Occasionally, someone would point me in a direction and say go that-a-way and I would go. That’s how I became the adviser for the Locke High school newspaper at the inner city school where I taught in the 70s. My department chair said do it and I did and that made all the difference because as a result my work became my play and I found a passion for picas, pixels, sports, a band director and a coach or two.

In college, before I even imagined teaching high school let alone sports writing, I thought I would be a writer like Joyce Carol Oates or Joan Didion. I would graduate from Occidental College, if I wasn’t suspended first for refusing to attend compulsory chapel. I thought I would go to Breadloaf School of English in Middlebury, Vermont. But in my sophomore year, the actual road I was traveling in the form of a freeway offramp in Pasadena came up to meet me as I was thrown from the car on a rainy evening returning to campus and broke in several places, requiring months of recuperation at home with a boyfriend carrying school work to my house and back again. The car accident itself, however, didn’t doom Breadloaf.

For weakened in spirit by my injury and feeling guilty for dating a fraternity brother of my boyfriend, I made it up to him for all his fetching and lack of kvetching about my treachery and was “with child” my junior year.

And so I married, a rut frequently fallen into in the early sixties. While I was tempted to make it on my own as a single mom, as a junior in college, told I could not attend classes pregnant and unmarried, I yielded to pressure.

I just have to interject that I wish marriage was a rut everyone could fall into.

Now, three sons later, and much later in life ambling hand in hand with Corky, also the mother of three sons, I marvel at our hidden worlds. Neither wholly rational nor irrational, with not every thought or impulse great or noble or coming from a calm center, we are teachers to each other.  And I look at the roads that lie ahead, wherever they go and see they are incredibly precious.

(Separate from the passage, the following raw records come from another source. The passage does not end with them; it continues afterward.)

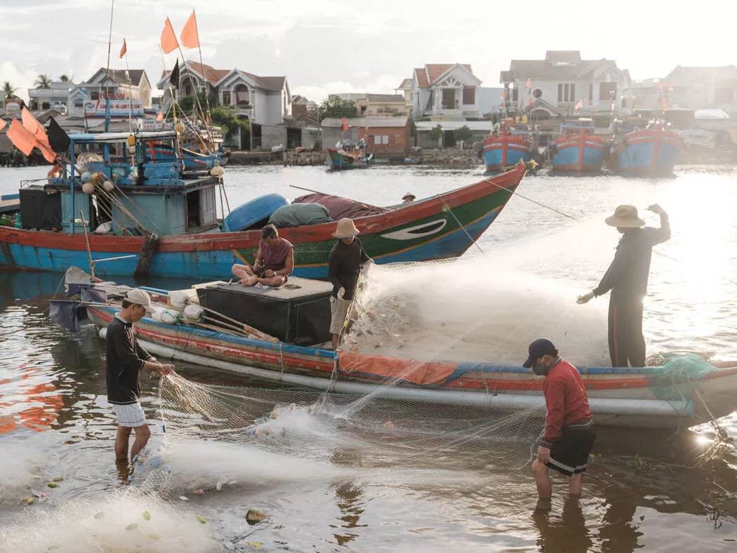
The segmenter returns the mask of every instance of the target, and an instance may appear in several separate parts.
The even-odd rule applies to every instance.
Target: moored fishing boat
[[[600,171],[608,145],[594,131],[590,119],[562,125],[560,138],[550,145],[553,169],[576,173]]]
[[[682,147],[682,139],[656,124],[622,137],[614,151],[614,168],[626,175],[668,175]]]
[[[309,281],[296,280],[297,286],[312,290],[311,308],[316,313],[316,319],[320,319],[321,309],[326,311],[329,316],[331,285],[317,282],[313,286]],[[321,285],[324,289],[320,288]],[[108,293],[111,289],[114,292],[114,286],[108,285],[102,288]],[[168,299],[173,303],[175,293],[148,290],[155,296],[158,294],[162,302]],[[195,293],[189,294],[188,301],[198,305],[223,306],[226,305],[223,298],[231,298],[232,302],[237,304],[238,298],[248,293],[239,289],[238,285],[212,282],[197,285]],[[259,301],[270,299],[273,302],[272,305],[276,305],[278,302],[288,299],[290,293],[293,296],[298,293],[271,289],[251,293],[260,296]],[[214,295],[209,297],[208,294]],[[158,305],[161,309],[167,307],[166,303]],[[105,327],[119,310],[119,307],[102,303],[86,307],[89,317],[100,327]],[[289,343],[268,337],[268,339],[255,338],[245,326],[242,327],[245,330],[239,332],[237,321],[225,316],[214,316],[226,321],[220,328],[217,323],[199,325],[187,321],[186,316],[181,322],[169,324],[154,320],[155,315],[154,319],[144,319],[137,323],[136,332],[144,347],[159,358],[206,365],[275,382],[359,395],[374,393],[381,386],[383,397],[439,405],[498,406],[520,410],[544,405],[539,393],[542,379],[521,366],[483,360],[444,363],[433,359],[429,362],[396,355],[389,356],[383,354],[381,348],[370,355],[352,350],[336,352],[325,349],[321,343],[315,343],[324,338],[320,335],[319,329],[312,331],[311,339],[301,339],[295,335],[290,336],[293,339]],[[268,319],[270,324],[273,324],[273,319],[272,316]],[[254,319],[259,320],[258,314]],[[262,320],[267,320],[265,313]],[[249,322],[252,321],[249,319]],[[282,324],[289,324],[283,321]],[[350,344],[346,347],[350,347]],[[668,365],[650,368],[579,367],[579,369],[586,384],[597,424],[685,428],[708,422],[713,417],[723,417],[734,410],[733,397],[737,391],[737,361],[715,362],[715,365],[709,365],[705,361],[702,362],[710,367],[709,370],[698,375],[692,373],[691,376],[685,372],[679,372],[677,377],[673,374],[668,376],[663,370]],[[676,400],[664,399],[661,392],[666,386],[661,380],[677,382],[679,386],[682,386],[679,390],[690,389],[691,393],[683,392]],[[391,386],[383,386],[387,383]]]
[[[532,142],[524,133],[516,132],[509,125],[503,125],[498,134],[491,134],[483,141],[483,163],[493,173],[506,170],[517,163],[533,159]]]
[[[73,136],[71,147],[79,141],[125,143],[128,136],[128,133],[78,139]],[[161,140],[164,136],[154,134],[147,138]],[[168,138],[175,139],[173,134]],[[122,168],[100,164],[100,170],[104,170],[105,175],[113,170],[117,172],[116,175],[124,169],[126,175],[129,170],[132,171],[128,165]],[[71,220],[79,218],[80,201],[85,202],[81,207],[85,220],[89,220],[90,199],[82,192],[83,183],[78,172],[72,171],[58,182],[39,187],[38,195],[45,198],[46,189],[51,187],[70,200],[70,187],[74,187],[77,204],[60,201],[58,217],[43,224],[24,218],[24,229],[0,226],[0,265],[56,271],[66,271],[71,265],[87,266],[88,243],[93,260],[116,258],[99,266],[98,276],[102,276],[133,274],[140,260],[144,260],[143,265],[150,276],[203,279],[228,276],[234,263],[252,263],[258,251],[260,229],[271,214],[259,211],[256,223],[249,228],[239,226],[230,228],[229,232],[221,232],[214,215],[214,187],[221,184],[220,178],[185,181],[175,178],[178,169],[174,164],[141,165],[147,178],[153,178],[154,172],[163,170],[164,167],[173,172],[161,181],[169,183],[167,186],[145,186],[145,181],[142,181],[144,186],[133,184],[130,180],[119,180],[122,178],[119,175],[116,176],[119,180],[111,181],[117,183],[120,190],[116,192],[118,200],[113,202],[120,212],[114,211],[113,218],[119,220],[122,224],[113,224],[113,230],[104,234],[85,234],[84,230],[94,230],[94,226],[83,229],[81,221],[71,226]],[[377,263],[457,257],[471,247],[473,240],[495,220],[525,170],[526,167],[520,164],[502,175],[406,206],[380,208],[361,204],[363,208],[370,208],[369,215],[354,218],[364,248]],[[136,174],[140,175],[141,170]],[[130,184],[125,184],[128,182]],[[207,195],[204,199],[203,194]],[[22,212],[22,194],[21,201]],[[129,215],[122,212],[126,206]],[[258,209],[262,210],[263,205],[259,204]],[[142,230],[133,225],[130,217],[139,219],[147,228]],[[334,221],[340,218],[335,212],[331,217]],[[254,219],[243,217],[242,220],[253,222]],[[53,228],[63,226],[62,221],[63,230],[54,232]],[[125,224],[126,221],[130,224]],[[327,276],[328,255],[335,243],[332,233],[335,225],[330,222],[280,229],[280,235],[295,246],[296,276]],[[43,230],[46,228],[49,230]],[[156,232],[155,243],[152,240],[153,231],[160,231]]]
[[[374,154],[366,153],[366,142],[363,140],[357,142],[343,140],[335,148],[327,148],[325,157],[328,167],[333,170],[363,169],[368,167]]]

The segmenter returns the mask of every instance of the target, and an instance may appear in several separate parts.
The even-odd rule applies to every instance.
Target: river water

Moreover, as the roads ahead become shorter than roads behind that led to now, I aim to avoid the dead-end of coulda/woulda/shoulda and cultivate instead an urgent delight because aging, a road we all travel, has taught me to calculate the value of experience not by how long it lasts, but how deep its impact. 

So it was when our Monday Small Group Ministry met for the last time, we extinguished the chalice with these words from Buddhist and UU minister James Ishmael Ford: “We must hold everything lightly, for everything passes. But . .  . such a holding is enough—when we give it our whole hearts, our full attention.”  Traveling each road with “Whole heart and full attention” transforms the ordinary, reduces regret and turns every road into one that makes all the difference. It was not Robert Frost but James Ishmael Ford who said, “Our appreciation of even the smallest things in our lives is the very majesty and magic of our human existence.” Let it be so.